Should we adopt Dave's way of building applications as a series of components? (Dave's talk has now been added!)

discussion
microservices
elixir-for-programmers-course
replaceable-component-architecture

#49

I am the opposite direction. I very much prefer when applications have been tagged as being “library applications” (http://erlang.org/doc/design_principles/applications.html). Then I know it doesn’t need to be part of the supervision tree and I can design my application around it

They are not exactly the same. A library application is not part of a supervision tree so it matters quite a bit to the VM. A library application only has to be loaded, not started and stopped. This means it it doesn’t have any callbacks the VM needs to wait for and it is not part of the application tree meaning hot code loading is much easier.

Hiding complexity to make it easier to use. Classic easy vs simple example. I understand that it is a trade-off but I don’t think it is as clear cut as you say. Making people learn how things actually work underneath also has benefits. Can these things be confusing and hard to learn? Yes, but if you have this knowledge you are likely able to make better decision further down the line.


#50

This is about how you define a contract and how you handle collaborators, there is nothing specific about being one or multiple files. Give me any code that you think it is testable because of multiple files and I will present you a direct equivalent using a single modules in a single file.

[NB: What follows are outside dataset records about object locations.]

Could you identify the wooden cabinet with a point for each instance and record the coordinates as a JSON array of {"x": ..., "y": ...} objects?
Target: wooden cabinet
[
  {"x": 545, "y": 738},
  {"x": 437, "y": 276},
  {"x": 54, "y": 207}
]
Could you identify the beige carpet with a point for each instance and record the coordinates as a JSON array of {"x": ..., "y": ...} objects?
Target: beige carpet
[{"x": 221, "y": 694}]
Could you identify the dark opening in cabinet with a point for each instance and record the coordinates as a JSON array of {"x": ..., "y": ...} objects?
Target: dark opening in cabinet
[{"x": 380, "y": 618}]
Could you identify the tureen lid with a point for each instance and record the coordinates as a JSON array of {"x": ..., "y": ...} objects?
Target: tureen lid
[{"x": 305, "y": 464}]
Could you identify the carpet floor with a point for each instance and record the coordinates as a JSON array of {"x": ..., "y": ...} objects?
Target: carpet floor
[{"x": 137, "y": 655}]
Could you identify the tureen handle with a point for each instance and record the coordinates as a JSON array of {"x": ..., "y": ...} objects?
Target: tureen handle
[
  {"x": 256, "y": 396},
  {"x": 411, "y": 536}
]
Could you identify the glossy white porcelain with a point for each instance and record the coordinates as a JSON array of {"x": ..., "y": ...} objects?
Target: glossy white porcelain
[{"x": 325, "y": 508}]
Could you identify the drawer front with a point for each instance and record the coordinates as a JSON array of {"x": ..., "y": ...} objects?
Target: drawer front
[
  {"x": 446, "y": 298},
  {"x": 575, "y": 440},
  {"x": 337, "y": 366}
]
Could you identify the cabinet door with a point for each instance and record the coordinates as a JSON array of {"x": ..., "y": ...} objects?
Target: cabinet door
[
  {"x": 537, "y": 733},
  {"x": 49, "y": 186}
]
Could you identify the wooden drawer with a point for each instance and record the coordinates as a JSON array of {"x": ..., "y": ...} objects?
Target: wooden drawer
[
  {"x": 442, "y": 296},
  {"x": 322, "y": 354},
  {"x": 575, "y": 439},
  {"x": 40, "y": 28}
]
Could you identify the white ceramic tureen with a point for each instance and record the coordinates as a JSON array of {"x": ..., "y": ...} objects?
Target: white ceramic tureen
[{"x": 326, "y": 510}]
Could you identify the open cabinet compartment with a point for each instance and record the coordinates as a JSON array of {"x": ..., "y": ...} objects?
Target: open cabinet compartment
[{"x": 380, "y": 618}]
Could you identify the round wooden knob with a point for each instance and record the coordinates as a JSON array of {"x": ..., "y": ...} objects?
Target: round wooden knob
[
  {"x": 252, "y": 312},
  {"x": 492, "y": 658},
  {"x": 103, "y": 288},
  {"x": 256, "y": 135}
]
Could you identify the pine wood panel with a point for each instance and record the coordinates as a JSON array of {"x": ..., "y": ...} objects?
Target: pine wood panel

It is still likely that the sum of the churn of the small files will be equal to the churn of the big file. I.e. you are likely still changing the code as frequently, except that now you spread the churn around.

I was making an absurd example on how “hard to test” is not a property of multiple files but a property of the code. I understand if you believe multiple files makes you write more testable code, but it is a by-product and not a direct consequence of multiple files. YMMV.

Many of the functions in the Enum module are small and do belong together. I personally don’t see the appeal in following such strict rule for breaking every function into a separate file.

Although, as I said earlier, I agree this is a matter of taste. There are, however, a couple things that I can prove would be a downside when splitting the Enum module:

  1. Modules require more space in memory and disk and more time to compile and load - if the whole Elixir stdlib was broken up this way, booting your Elixir apps would take longer and use more memory upfront

  2. Elixir/Erlang can’t inline code across modules - so it would also limit optimizations we could apply

  3. Calling a remote function is more expensive than a local one

It is unlikely that those would matter in your application, except maybe for compilation time, but for building the language itself, splitting every function into multiple modules would directly affect the usability of Elixir as a language, especially functions that may be called under a tight loop such as the ones in Enum.


#51

That’s a great point right there. Sometimes, library having a supervision tree is just an implementation detail which users should not be aware of.

There’s a good rule of thumb “mutable on the inside, immutable on the outside” which states that as long as the public functions behave like they are operating on immutable values, I shouldn’t care if inside they are mutating some temporary variables - it’s an implementation detail. The case is similar for library/application separation. As long as some piece of code behaves like a library, should we always care that there is some processes running there? I know - it depends. Sometimes it is important. But forcing this distinction on developers could lead to just blindly following the rule without much consideration.


#52

Please see my earlier reply but looking at the supervision tree is not enough to assert this. Maybe the application changes some global state elsewhere. Or maybe the application only has a supervision tree because it simply wants to spawn tasks/processes.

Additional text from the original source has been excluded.